The RMSE values are:

1. Training RMSE: \$745,954.52
2. Testing RMSE: \$744,750.05

The RMSE values for both the training and testing sets are pretty close, which is a good sign, indicating that the model is not overfitting the training data.

However, the magnitude of the RMSE is relatively high, suggesting that our model’s predictions can be off by an average of around \$745,000. This might be acceptable, depending on the specific use case, the average property price, and other factors.

### Step 5: Visualization of RMSE

To get a clearer picture of our model’s performance, it’s helpful to visualize the actual vs. predicted prices.

We will create a scatter plot for this purpose. If our model were perfect, all points would lie on a straight 45-degree line (y=x line).

Let’s visualize the actual vs. predicted prices for the test set.

``````plt.figure(figsize=(10, 6))
plt.scatter(y_test, y_test_pred, alpha=0.5)
plt.plot([0, max(y_test)], [0, max(y_test_pred)], color='red') # 45-degree line
plt.xlabel('Actual Prices')
plt.ylabel('Predicted Prices')
plt.title('Actual vs.
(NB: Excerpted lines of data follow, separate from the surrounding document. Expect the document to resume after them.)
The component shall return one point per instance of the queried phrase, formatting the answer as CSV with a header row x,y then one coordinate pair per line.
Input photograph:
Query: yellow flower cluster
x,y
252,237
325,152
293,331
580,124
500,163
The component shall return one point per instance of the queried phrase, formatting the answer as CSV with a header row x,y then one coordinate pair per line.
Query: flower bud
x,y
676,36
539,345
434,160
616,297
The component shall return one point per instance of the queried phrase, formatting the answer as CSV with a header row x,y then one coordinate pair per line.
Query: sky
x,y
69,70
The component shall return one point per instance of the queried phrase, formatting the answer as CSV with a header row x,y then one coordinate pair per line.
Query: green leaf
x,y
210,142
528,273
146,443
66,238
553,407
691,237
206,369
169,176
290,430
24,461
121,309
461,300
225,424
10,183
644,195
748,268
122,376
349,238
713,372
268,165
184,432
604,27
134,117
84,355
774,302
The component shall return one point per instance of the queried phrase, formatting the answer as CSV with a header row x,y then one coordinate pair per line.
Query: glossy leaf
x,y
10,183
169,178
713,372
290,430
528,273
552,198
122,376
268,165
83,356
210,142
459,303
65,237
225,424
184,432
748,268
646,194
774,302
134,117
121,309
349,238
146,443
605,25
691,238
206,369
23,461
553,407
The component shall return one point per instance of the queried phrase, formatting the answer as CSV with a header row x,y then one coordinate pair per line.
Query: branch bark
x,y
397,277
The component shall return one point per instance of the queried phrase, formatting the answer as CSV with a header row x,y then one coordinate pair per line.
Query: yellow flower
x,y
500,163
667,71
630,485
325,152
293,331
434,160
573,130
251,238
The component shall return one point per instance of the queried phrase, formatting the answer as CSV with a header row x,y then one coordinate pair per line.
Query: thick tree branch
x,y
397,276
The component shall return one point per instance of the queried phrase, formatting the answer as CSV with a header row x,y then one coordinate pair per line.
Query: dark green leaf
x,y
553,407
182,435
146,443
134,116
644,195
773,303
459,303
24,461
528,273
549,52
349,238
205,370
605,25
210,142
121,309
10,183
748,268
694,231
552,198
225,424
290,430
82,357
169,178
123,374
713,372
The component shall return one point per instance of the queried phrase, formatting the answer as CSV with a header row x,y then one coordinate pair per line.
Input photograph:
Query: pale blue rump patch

Predicted Prices')
plt.grid(True)
plt.show()
`````` The scatter plot displays the test set’s actual versus predicted property prices.

The red line represents the ideal scenario where the predicted price matches the actual price.

While many points are close to this line, indicating good predictions, we can also observe some scatter, especially for higher-priced properties. This suggests that our model has room for improvement, especially for predicting properties in the higher price range.

## Conclusion

To summarize, we:

1. Explored and preprocessed the dataset.
2. Trained a linear regression model.
3. Evaluated the model using RMSE.
4. Visualized the actual vs. predicted prices.

This real-time project serves as a basic introduction to regression modeling and RMSE.